Es evidente que, desde que se planteó la crisis griega, mucho más compleja que las de Irlanda, Portugal y España, las democracias occidentales han carecido de soluciones ideales. Todas tenían un precio. No se trataba de escoger muy bien o escoger muy mal: ninguna opción era muy buena. Pero el tiempo parece haber demostrado con creces que la que se eligió fue de efecto negativo más duradero que algunas de las alternativas, incluyendo la suspensión de pagos y el retorno de Grecia al dracma. Porque aun si se logra aprobar un acuerdo este fin de semana a la hora undécima, varios años después de iniciado este carrusel interminable, en poco tiempo más la comunidad internacional se verá nuevamente enfrascada en negociaciones agresivas… otra vez bajo la amenaza de la suspensión de pagos y de la salida de Grecia del euro, aquello que se querían evitar a toda costa desde un principio.
Esto puede ocurrir por varias razones. Una, desde luego, es la fragilidad en que quedará el gobierno de Tsipras, ya desprovisto de legitimidad ideológica ante su electorado. Otra puede ser el simple hecho de que las medidas no basten para enderezar el rumbo o para devolver confianza a nadie. Una tercera que no hay que perder de vista es que, en efecto, se siga estrechando la relación creciente entre Atenas y Moscú, en cuyo caso el frente económico/monetario se verá mucho más intoxicado que ahora con elementos geopolíticos.

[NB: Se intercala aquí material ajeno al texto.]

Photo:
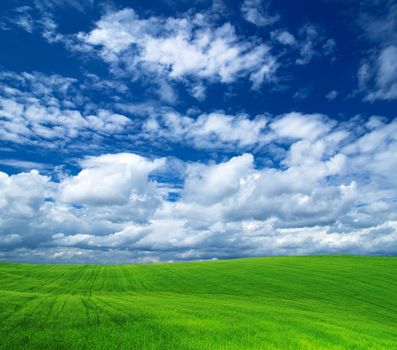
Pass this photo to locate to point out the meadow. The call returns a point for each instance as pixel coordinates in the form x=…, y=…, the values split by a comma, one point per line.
x=318, y=302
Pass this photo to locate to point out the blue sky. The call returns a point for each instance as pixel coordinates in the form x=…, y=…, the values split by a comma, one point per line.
x=175, y=130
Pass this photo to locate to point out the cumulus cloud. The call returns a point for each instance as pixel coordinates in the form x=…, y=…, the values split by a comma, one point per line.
x=110, y=180
x=333, y=191
x=256, y=12
x=47, y=111
x=179, y=48
x=377, y=73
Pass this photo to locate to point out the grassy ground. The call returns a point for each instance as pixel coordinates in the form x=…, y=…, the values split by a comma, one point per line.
x=328, y=302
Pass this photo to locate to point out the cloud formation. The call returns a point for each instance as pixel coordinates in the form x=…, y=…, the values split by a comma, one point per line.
x=179, y=48
x=333, y=192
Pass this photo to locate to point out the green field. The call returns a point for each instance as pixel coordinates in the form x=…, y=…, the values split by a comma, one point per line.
x=324, y=302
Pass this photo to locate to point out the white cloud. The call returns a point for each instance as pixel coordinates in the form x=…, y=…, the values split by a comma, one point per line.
x=331, y=192
x=46, y=111
x=284, y=37
x=332, y=95
x=300, y=126
x=180, y=48
x=214, y=130
x=256, y=12
x=111, y=179
x=383, y=74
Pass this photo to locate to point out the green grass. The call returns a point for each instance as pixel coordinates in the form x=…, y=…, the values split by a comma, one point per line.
x=325, y=302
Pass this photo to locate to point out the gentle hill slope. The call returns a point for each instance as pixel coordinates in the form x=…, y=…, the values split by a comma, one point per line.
x=325, y=302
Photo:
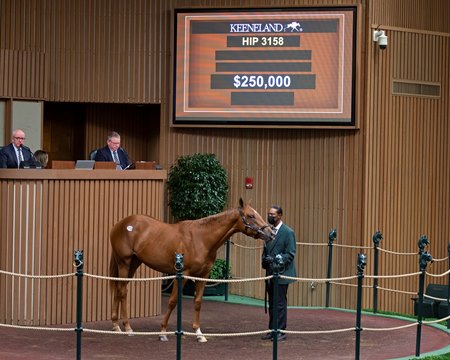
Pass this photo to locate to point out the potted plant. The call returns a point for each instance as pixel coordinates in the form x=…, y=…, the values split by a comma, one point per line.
x=198, y=187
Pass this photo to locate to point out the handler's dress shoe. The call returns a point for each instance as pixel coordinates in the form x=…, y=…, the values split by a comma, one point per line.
x=267, y=336
x=281, y=337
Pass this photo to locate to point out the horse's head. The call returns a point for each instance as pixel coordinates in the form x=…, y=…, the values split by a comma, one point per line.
x=253, y=224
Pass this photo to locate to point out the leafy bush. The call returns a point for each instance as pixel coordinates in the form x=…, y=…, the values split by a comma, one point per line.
x=198, y=186
x=219, y=270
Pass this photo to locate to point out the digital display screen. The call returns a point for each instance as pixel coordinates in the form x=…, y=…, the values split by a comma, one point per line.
x=288, y=67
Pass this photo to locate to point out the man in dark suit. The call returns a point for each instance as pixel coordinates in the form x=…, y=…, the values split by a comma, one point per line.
x=12, y=154
x=113, y=152
x=284, y=247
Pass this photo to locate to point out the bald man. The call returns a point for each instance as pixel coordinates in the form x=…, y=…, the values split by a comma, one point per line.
x=16, y=151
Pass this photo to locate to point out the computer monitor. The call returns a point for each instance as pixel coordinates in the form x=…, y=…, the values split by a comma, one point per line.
x=84, y=164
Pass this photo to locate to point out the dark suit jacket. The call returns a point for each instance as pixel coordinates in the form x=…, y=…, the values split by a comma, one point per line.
x=285, y=245
x=8, y=157
x=104, y=154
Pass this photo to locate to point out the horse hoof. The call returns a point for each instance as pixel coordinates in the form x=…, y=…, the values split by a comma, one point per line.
x=116, y=328
x=201, y=339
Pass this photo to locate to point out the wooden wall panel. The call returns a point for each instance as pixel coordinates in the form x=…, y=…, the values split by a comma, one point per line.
x=407, y=170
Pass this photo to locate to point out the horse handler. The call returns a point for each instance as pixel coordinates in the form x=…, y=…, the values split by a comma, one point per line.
x=284, y=245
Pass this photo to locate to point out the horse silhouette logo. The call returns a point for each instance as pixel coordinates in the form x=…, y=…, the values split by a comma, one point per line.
x=294, y=26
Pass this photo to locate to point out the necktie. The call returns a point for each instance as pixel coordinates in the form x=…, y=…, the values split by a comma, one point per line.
x=116, y=158
x=20, y=155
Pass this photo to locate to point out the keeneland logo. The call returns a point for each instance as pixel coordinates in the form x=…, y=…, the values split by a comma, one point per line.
x=294, y=26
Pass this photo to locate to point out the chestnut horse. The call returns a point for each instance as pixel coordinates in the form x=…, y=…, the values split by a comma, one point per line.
x=141, y=239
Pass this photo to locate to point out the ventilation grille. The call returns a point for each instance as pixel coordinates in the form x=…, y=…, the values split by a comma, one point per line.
x=416, y=89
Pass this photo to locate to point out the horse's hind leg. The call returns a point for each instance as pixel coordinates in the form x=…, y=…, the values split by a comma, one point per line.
x=173, y=299
x=199, y=290
x=125, y=271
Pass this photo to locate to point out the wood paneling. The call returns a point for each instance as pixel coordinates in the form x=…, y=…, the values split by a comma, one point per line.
x=50, y=213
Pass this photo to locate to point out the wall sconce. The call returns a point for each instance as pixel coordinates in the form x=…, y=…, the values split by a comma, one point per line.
x=249, y=183
x=380, y=38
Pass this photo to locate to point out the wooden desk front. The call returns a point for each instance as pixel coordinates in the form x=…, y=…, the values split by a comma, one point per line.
x=47, y=215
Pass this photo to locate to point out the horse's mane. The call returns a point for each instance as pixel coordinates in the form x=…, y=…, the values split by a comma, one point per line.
x=214, y=217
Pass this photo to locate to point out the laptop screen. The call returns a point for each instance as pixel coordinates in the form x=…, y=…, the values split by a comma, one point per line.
x=85, y=164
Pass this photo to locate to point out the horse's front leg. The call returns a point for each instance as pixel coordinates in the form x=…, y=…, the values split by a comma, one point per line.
x=173, y=299
x=199, y=290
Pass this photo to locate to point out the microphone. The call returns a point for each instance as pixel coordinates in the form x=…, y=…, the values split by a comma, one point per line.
x=128, y=166
x=36, y=164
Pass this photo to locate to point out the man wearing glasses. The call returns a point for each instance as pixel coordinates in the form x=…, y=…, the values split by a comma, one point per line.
x=113, y=152
x=12, y=154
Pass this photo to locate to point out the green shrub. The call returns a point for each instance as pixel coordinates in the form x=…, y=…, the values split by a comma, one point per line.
x=219, y=270
x=198, y=186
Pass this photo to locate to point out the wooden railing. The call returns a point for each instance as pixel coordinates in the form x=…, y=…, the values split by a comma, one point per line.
x=46, y=215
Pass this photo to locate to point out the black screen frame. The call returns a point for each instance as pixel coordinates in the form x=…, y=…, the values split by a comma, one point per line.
x=272, y=121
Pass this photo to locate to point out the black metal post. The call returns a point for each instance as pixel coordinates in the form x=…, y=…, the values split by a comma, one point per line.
x=277, y=264
x=448, y=287
x=227, y=264
x=361, y=265
x=179, y=267
x=424, y=258
x=331, y=237
x=377, y=237
x=79, y=264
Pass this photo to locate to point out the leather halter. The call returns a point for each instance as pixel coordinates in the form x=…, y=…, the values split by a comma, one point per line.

¿Quiere esto decir que la suspensión de pagos por parte de Grecia y su salida del euro hubiera sido una panacea? Claro que no. En el plano externo, se habrían quedado colgados muchos acreedores. En el plano interno, quienes importan -y Grecia importa gran parte de lo que consume- habrían tenido serios problemas con un dracma devaluado (para no hablar de quienes están endeudados en euros y de la noche a la mañana hubieran tenido que hacer frente a pagos asfixiantes). Pero también es cierto que habría habido válvulas de escape -el abaratamiento y por tanto multiplicación de las exportaciones, por ejemplo- y que con el paso de los días las instituciones monetarias y económicas habrían reflejado la realidad. Eso mismo -reflejar la realidad- es un primer paso para la complicada solución definitiva del problema griego.

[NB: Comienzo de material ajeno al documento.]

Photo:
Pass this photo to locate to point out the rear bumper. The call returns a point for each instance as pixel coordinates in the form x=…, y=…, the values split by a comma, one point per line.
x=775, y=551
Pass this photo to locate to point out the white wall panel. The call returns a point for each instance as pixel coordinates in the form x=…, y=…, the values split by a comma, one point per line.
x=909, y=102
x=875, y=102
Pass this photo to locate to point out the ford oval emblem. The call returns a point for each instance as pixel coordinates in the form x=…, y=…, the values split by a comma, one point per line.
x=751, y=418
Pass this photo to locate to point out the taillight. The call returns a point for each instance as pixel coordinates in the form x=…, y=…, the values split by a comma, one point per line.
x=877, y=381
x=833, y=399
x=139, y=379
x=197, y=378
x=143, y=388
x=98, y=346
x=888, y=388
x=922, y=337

La urgencia que provoca, cada cierto tiempo, la cuestión griega es de mucha menor intensidad que la verdaderamente importante: cómo evitar que el euro sea la camisa de fuerza que resultó ser y que está en parte en el corazón de la crisis que estalló en el Viejo Continente. Tratar de forzar una convergencia monetaria sin que haya convergencia económica y fiscal sólo conduce a lo que condujo el euro: a que países que no tenían economías comparables a Alemania vivieran en la ficción gracias a las bajas tasas de interés, acumulando burbujas que postergaron la necesidad de devolver productividad real a la economía y aliviar la carga del insostenible Estado del bienestar. Corregir esto es mucho más urgente que el drama griego. Y también menos irreal, pues lo que ahora se pretende en Grecia es poco menos que la cuadratura del círculo.